The American revolution had established a precedent for a war for liberty and slavery, but the big difference to the French Revolution was that the events in Saint Domingue forced France to abolish slavery (p. 122). As Stoval points out, the Haitian revolution (1791-1804) had, for a brief movement, contradicted history and the idea of white freedom. Slaves and peoples of color had successfully claimed the white concept of liberty for themselves. The poverty and embargoes which followed, however, were quick to reverse any historical exception that had been made (p. 125).
The nineteenth-century history witnessed a shift from empires to independent states, simultaneous to the greatest period of colonial expansion. Here again, Stoval argues, that the move toward liberal democracies was an exclusive club, whose membership was intended for property-owning white males only. With the twentieth-century the concept of freedom became increasingly understood as enjoying citizenship in a free nation, be it either democratic with civil liberties or independent one under post-colonial authority, white freedom was both contested and reaffirmed by the global wars that ensued. Following two world wars and the resulting shifting ideologies around gender and racial equality, politics continued to be ever the more racialized. Both the western supported dictatorships in the aftermath of decolonial violence, as well as the Soviet Union’s challenge to white freedom and the subsequent Cold War, all served the affirmation of the notion that white people should be free, while non-whites should not.

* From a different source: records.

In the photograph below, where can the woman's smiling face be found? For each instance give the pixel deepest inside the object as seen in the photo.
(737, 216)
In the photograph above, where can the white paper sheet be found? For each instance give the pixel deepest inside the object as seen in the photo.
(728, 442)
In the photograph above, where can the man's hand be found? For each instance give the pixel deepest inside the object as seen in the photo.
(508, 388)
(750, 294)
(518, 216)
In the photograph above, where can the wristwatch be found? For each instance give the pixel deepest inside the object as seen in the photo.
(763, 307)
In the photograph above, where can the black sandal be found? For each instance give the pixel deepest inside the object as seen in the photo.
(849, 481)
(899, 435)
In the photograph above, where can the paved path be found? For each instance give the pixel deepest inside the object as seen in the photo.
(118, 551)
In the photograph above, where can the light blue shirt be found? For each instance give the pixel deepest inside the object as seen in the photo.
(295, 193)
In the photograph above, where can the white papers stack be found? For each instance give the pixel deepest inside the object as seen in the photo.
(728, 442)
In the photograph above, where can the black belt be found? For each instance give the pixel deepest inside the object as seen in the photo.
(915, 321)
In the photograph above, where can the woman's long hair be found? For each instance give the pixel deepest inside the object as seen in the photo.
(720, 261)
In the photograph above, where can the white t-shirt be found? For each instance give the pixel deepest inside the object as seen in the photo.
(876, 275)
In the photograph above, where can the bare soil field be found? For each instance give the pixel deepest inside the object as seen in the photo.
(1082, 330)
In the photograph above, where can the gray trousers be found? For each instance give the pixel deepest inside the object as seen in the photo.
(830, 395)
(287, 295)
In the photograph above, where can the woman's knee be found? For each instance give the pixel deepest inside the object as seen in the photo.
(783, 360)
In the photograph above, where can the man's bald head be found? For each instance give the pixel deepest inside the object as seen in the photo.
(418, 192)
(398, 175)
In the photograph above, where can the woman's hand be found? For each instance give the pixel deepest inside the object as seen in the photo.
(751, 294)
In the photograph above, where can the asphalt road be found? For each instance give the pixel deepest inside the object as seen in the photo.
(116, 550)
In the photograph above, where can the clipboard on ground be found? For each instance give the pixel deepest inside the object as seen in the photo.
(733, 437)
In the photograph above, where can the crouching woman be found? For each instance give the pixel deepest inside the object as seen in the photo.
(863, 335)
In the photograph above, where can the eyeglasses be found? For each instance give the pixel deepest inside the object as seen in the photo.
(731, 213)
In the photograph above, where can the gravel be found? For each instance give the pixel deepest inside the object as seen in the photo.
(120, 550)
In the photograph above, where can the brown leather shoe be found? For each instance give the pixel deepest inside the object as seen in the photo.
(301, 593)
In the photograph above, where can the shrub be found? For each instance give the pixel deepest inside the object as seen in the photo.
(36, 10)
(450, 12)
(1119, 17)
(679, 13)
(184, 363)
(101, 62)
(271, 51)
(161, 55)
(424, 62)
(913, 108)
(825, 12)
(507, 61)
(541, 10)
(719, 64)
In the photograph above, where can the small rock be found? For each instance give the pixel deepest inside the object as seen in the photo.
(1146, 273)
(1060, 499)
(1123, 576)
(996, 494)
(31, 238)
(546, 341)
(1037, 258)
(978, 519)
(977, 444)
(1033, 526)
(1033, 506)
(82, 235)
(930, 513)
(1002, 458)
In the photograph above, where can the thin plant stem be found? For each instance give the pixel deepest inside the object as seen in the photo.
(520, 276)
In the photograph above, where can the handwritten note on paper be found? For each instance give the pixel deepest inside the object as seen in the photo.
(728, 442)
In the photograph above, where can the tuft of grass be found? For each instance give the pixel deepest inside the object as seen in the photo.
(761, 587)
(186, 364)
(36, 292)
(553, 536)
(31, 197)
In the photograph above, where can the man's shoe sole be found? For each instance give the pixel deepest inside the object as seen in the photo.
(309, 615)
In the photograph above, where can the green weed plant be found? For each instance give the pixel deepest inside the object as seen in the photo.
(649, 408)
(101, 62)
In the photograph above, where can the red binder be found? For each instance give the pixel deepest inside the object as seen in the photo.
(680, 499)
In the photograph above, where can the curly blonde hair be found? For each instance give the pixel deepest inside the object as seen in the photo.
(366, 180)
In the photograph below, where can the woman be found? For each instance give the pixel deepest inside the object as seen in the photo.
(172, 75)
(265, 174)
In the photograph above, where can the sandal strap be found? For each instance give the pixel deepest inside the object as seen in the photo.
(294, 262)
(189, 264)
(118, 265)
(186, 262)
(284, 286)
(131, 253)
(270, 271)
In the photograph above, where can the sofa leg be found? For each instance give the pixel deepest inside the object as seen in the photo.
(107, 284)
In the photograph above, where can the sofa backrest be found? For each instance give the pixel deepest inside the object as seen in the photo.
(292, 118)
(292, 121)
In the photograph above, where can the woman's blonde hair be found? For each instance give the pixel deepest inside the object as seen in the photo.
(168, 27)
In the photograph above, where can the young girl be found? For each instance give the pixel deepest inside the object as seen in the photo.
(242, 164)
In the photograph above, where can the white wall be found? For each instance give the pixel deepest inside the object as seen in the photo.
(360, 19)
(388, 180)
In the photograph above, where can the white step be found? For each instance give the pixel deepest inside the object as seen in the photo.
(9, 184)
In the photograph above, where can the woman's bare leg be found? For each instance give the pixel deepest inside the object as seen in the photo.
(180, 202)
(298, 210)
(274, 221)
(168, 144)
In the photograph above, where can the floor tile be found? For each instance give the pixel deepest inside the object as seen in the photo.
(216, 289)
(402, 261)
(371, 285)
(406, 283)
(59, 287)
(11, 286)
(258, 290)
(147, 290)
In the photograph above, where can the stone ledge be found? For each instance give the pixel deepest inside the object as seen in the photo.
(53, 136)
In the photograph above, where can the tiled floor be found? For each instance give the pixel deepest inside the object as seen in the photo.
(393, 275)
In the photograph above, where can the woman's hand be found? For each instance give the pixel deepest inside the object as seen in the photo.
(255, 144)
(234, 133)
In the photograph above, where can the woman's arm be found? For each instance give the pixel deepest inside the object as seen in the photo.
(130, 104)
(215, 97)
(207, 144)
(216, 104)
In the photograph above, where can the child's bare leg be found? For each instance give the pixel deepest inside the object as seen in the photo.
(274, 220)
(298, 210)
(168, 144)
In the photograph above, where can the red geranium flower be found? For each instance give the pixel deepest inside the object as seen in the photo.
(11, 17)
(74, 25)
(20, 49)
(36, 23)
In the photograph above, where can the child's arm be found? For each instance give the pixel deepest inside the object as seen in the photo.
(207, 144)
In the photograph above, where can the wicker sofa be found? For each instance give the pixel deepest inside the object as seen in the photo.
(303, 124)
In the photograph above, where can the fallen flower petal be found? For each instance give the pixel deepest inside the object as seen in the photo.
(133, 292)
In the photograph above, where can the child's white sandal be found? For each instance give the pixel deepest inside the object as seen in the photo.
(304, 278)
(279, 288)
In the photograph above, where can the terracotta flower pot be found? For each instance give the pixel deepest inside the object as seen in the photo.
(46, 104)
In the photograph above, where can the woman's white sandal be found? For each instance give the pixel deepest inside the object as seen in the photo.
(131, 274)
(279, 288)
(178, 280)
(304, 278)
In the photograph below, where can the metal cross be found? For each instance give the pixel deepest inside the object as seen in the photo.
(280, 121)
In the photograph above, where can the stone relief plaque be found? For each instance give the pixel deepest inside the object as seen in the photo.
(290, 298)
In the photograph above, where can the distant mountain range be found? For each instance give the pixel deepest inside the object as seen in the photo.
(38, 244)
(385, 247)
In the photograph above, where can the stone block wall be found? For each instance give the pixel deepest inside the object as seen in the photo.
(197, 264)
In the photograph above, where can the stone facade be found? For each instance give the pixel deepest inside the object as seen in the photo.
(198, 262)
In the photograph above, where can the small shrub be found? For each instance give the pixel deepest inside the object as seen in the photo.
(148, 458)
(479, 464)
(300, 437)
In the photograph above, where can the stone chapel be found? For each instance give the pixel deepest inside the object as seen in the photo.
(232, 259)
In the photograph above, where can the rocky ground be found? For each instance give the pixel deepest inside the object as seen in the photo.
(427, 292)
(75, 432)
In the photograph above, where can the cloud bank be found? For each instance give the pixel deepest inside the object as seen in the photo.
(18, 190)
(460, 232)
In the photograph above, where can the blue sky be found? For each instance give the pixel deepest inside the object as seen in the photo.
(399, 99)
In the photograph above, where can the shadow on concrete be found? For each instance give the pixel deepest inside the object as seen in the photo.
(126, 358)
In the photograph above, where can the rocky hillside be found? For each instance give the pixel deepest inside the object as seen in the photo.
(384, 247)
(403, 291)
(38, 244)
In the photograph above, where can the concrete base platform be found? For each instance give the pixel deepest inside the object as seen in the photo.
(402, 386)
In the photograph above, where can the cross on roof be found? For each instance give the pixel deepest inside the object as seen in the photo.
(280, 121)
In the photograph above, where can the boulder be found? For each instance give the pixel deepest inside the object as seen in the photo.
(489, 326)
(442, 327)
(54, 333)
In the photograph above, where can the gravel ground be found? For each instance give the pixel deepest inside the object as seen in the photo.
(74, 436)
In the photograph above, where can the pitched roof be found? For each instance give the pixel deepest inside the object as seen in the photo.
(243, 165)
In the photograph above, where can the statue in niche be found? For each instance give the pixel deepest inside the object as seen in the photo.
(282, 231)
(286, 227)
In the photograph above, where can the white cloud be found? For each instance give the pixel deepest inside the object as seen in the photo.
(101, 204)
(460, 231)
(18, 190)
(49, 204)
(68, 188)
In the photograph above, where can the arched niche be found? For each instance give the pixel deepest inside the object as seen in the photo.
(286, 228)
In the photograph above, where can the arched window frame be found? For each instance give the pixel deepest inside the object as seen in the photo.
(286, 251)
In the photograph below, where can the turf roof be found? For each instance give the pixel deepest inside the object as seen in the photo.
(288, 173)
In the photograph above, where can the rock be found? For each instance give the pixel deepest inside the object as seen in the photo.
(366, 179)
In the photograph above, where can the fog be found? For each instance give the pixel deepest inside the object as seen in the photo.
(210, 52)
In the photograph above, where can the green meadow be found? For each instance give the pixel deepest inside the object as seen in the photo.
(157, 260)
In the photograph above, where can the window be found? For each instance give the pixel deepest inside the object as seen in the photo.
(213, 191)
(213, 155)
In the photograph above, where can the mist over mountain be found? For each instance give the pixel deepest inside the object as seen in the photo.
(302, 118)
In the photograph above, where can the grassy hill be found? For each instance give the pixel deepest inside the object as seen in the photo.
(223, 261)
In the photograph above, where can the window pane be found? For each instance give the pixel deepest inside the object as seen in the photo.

While it is established knowledge that race has been an important way to categorize people ever since the seventeenth-century, White Freedom puts forth the argument that the very idea of liberty is built upon this foundation of racial difference. (pp. 26-27) In this historically grounded work which nevertheless weaves forth eloquently into the present, Stoval has not only made a brilliant and incredibly important contribution to the historiography on freedom and race, but also to our scholarly knowledge on the modern western world more broadly, and to the field of whiteness studies more specifically. The book is a must-read for any historian of the modern period; scholars of other humanities disciplines would nevertheless undoubtedly benefit from learning that the values of freedom and anti-racism indeed have a history; and that history is not how we might have until now thought. Freedom has not always been seen as something positive, while historically racial discrimination has certainly not always been viewed as bad. Stoval shows us that liberty and racism are, and have always been, intrinsically and necessarily contradictory - thus there is no conceptual paradox.
 Stoval is of course not the first to make this observation, see for example: Deborah Gorham, The “Maiden Tribute of Modern Babylon” Re-Examined. Child Prostitution and the Idea of Childhood in Late-Victorian England’, in: Victorian Studies 21 (1978) 3, pp. 353-79.
 Stoval’s argument is not as simplistic as my summary of his claim might sound. He has taken great care to outline the complex process behind varying groups demands for inclusion, detailing how the movements of the mid-nineteenth centuries saw pushes which gradually allowed women and working class men to fit into the liberal framework and gain access to voting rights, see pp.138-54.
 In a nutshell, Stoval perfectly summarizes the field of whiteness studies as being built upon the argument that whiteness “is a social and political category rather than a biological one” (p. 177).